NPR logo Women + Chad VanGaalen

Women + Chad VanGaalen

I tried to convince my friends to go to the show, but everyone backed out on account of sickness, tiredness or married-ness. The destination was Holocene, a club in Portland where Women and Chad VanGaalen were playing. I ended up venturing out alone, which I like immensely, mostly because I can be a shameless and unimpeded observer. I wore a winter coat the entire time. It's April, I know.


Holocene wasn't entirely full when Women took the stage, which is a shame. Women is a four-piece band from Calgary. They had VanGaalen join them on stage, hooded, sitting in a corner cradling a keyboard. I had seen Women at SXSW and enjoyed the set but not necessarily the mountainous audience, over which I could never quite see. But last night, my view was clear. Women might combine all that I love about a band. These are strange, angular beasts, both physically and sonically. The singer/guitarist rests his instrument slightly askew against his leg. His right hand is spindly and spidery on the strings, crawling more than strumming. The drummer's mouth is often agape, making him look like a Pac-Man about to snack on drums. He sits erect with his rack tom as flat as the rest of the kit. The bass player has a tame beard and a penchant for playing leads; he may well be the secret weapon. The second guitarist adds the prettiness, but never enough so that it wholly polishes out the roughness.

Despite the fact that the sound person couldn't get enough vocals in the house mix or in the monitors, the mere texture of the singing sufficed, and the specific details of the lyrics weren't missed. Overall, what I love about Women is that the band stops just shy of granting a facile sort of satisfaction. Instead, the glee comes in the nearness it gets to pop, and in the way the group flirts with rock and prog. The whole time I was watching, I felt like I was on a carousel, flying past familiar sights and sounds in a sped-up, dizzying kind of way, so that it's a blur of a familiar landscape until the blur itself becomes its own terrain.
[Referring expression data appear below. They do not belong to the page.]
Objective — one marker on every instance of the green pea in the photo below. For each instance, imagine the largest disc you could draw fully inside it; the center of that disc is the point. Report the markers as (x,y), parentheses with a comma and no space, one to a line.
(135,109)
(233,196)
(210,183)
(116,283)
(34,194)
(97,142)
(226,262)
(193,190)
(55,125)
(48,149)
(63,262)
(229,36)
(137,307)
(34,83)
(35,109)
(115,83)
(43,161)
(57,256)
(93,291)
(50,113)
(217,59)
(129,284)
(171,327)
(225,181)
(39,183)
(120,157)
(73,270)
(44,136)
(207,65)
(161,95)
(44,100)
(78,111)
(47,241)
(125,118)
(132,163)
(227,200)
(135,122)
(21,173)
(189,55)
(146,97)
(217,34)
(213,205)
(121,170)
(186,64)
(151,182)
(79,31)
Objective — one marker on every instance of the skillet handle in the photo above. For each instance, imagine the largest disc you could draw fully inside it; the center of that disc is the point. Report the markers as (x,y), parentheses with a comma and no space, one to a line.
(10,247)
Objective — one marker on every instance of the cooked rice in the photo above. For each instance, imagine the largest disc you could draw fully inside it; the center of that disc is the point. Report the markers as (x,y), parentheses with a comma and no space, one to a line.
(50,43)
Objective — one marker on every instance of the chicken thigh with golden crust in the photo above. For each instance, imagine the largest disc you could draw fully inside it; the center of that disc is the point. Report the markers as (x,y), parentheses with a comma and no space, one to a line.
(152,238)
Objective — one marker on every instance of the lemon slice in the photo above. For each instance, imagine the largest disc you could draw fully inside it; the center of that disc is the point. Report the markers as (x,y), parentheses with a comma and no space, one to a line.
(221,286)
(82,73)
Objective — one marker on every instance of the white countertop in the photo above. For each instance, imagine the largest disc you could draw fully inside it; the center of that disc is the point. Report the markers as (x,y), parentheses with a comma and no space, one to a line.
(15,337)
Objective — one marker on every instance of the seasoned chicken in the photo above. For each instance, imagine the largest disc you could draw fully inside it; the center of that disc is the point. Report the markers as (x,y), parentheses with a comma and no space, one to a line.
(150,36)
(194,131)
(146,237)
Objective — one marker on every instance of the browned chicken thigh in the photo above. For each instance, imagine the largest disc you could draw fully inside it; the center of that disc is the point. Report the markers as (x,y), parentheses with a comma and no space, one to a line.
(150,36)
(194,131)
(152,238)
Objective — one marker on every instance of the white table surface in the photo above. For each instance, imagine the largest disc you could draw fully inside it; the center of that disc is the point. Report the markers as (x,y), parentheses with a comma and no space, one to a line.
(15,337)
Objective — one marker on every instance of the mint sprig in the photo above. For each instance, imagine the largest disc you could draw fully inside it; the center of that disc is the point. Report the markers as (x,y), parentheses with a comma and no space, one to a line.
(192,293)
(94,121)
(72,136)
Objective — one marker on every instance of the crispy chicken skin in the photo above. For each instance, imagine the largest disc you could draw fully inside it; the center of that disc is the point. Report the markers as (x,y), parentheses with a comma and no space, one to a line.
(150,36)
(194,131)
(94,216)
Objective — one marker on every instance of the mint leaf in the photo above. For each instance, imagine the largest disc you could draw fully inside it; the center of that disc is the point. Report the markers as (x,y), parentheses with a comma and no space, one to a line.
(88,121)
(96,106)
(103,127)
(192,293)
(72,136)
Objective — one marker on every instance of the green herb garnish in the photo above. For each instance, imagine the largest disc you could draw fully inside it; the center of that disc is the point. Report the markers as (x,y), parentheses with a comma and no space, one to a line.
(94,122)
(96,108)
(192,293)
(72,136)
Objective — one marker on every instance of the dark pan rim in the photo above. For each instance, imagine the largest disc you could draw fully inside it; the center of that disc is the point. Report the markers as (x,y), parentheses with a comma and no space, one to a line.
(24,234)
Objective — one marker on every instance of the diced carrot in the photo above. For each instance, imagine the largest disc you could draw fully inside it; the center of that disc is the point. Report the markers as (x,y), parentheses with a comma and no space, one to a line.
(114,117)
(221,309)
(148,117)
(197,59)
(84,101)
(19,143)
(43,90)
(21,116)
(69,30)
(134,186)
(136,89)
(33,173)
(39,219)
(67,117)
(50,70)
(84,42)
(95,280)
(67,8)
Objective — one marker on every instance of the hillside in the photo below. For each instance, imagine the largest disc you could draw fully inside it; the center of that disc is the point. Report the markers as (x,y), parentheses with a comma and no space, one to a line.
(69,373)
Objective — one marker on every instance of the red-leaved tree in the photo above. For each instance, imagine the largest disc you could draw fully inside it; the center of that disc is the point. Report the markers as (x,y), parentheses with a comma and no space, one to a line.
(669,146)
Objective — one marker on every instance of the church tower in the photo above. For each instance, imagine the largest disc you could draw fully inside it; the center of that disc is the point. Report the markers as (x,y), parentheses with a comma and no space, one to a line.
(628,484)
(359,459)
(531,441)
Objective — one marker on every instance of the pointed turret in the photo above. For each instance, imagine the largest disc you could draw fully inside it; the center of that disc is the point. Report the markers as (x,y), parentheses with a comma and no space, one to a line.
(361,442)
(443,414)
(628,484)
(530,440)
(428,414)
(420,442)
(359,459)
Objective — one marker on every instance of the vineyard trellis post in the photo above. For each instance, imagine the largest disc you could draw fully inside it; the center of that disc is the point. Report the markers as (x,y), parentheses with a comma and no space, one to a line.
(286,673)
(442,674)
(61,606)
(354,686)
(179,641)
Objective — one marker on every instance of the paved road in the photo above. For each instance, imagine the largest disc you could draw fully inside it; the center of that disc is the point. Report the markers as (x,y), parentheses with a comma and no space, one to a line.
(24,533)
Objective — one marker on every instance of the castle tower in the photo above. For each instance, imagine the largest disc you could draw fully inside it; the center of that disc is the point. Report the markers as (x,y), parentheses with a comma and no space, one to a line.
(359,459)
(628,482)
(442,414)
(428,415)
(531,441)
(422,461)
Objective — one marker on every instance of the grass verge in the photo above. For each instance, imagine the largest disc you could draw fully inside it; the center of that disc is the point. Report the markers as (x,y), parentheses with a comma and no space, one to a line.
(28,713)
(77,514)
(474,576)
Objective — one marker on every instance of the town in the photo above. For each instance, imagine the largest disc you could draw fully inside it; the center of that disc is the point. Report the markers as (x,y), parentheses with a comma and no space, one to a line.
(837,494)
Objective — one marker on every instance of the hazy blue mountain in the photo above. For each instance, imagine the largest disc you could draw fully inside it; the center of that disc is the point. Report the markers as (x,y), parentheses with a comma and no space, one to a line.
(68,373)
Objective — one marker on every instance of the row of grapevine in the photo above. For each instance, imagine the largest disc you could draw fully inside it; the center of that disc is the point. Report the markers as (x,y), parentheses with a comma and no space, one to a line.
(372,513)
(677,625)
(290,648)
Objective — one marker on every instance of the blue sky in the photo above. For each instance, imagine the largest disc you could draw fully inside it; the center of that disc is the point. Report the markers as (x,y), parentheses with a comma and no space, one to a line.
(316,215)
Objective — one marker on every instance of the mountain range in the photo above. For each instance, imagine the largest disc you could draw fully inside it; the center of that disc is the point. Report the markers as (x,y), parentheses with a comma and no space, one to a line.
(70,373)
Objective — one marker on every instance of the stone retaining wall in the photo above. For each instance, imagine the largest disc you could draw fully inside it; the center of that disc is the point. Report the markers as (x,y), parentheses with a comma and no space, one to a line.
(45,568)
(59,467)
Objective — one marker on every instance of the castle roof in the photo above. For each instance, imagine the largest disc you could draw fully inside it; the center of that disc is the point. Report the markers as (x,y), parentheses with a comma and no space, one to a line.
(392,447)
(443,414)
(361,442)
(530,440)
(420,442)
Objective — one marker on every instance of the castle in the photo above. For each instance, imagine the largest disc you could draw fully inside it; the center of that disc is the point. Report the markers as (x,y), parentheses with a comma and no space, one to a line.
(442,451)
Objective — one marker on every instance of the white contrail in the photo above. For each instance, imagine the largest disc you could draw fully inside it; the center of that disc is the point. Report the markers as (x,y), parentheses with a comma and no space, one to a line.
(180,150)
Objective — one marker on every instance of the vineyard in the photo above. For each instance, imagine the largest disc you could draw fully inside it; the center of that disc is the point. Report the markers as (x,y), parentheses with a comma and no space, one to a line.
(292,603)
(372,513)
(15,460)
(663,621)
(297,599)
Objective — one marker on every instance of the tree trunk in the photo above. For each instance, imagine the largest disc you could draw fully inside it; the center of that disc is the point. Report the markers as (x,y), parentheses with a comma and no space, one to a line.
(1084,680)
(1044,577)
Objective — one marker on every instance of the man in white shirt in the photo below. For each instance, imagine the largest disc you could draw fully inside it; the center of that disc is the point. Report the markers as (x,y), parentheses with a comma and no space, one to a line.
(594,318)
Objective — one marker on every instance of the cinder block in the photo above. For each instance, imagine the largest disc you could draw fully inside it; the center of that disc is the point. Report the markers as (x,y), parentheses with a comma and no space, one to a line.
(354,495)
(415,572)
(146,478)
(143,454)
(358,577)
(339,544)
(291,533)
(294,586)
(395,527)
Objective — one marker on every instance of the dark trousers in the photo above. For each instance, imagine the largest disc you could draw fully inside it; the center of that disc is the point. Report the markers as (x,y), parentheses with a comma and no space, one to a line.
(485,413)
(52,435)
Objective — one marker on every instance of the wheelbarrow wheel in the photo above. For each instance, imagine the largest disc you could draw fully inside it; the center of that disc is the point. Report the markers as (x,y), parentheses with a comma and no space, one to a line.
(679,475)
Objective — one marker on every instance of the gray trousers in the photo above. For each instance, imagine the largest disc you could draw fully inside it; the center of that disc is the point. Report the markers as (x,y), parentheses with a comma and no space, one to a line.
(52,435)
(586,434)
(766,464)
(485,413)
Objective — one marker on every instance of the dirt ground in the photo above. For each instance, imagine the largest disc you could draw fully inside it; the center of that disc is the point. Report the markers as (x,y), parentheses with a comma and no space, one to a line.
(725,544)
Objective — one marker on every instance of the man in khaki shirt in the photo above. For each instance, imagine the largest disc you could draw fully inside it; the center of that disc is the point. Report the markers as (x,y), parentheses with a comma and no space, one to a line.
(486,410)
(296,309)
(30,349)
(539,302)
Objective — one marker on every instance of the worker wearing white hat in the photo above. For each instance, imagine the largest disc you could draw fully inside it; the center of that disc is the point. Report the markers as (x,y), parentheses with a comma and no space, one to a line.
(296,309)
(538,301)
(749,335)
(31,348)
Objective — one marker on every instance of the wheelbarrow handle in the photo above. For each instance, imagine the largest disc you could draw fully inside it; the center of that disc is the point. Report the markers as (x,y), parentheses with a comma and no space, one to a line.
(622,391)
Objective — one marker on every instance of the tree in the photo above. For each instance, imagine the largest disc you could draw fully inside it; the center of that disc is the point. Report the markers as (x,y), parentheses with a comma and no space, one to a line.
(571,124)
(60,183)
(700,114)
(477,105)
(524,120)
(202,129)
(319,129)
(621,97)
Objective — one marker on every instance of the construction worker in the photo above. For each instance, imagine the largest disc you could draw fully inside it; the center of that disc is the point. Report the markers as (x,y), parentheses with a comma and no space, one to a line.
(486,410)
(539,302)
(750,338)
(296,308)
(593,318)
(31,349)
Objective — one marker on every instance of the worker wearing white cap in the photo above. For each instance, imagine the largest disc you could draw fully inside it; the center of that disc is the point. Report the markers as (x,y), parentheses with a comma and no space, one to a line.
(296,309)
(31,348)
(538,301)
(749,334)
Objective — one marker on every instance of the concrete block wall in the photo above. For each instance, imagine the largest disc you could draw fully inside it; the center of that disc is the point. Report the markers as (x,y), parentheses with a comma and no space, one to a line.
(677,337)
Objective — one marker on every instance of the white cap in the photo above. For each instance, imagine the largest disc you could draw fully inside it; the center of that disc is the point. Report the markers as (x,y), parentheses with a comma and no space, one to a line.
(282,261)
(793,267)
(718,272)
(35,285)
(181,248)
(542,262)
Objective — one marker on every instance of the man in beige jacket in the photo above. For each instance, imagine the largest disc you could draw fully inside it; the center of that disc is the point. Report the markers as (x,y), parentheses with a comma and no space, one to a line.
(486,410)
You can listen to Women's song "Black Rice" here.

Next up was Chad VanGaalen, a tall, incredibly handsome man who plays an ugly guitar, a.k.a. the Steinberger. (You might recall Mike Rutherford of Mike + The Mechanics playing the bass version.) To up the hideousness factor of the instrument, VanGaalen has a hippie dreadlock hanging from where the headstock should be. Actually, if a "dreadlock headstock" is what he was going for, not only do I applaud the rhyme scheme, but I also pat myself on the back for solving this crude mystery.


VanGaalen's Soft Airplane was one of my favorite albums of last year. Two songs in particular, "Inside the Molecules" and "City of Electric Light," were listened to on repeat without either their impact or the resulting giddiness ever receding. When he played the latter, I felt my eyes well up — another reason to attend shows by oneself: It's just you, the music and its unmediated impact. Actually, it wasn't just me. There was a roomful of effusive fans, shouting out yelps of encouragement and mock harassment, dancing in half circles with their arms around one another. At one point, I remember thinking — secretly excited that this might be true, feeling like a younger sibling sneaking into a cooler older-sister/brother event — "Am I at a stoner show?"

Chad VanGaalen often sings in the higher registers, like Neil Young or Wayne Coyne of The Flaming Lips. But his voice is both sweeter and eerier. Despite mellifluousness and melody, there's nothing precious about the lyrical journeys of his songs. If they serenade, they do so laced with a subtle, creeping poison. Other times, VanGaalen amplifies all of it, guitar and voice together, and I can only describe it as gleeful.

Like the illustrations and animation for which he's also known, VanGaalen sings songs that double as life forces that continually give way to others — shape-shifting, fluid, each whole in its own right, but always with the potential of splitting apart and revealing something either delicate or beautifully misshapen.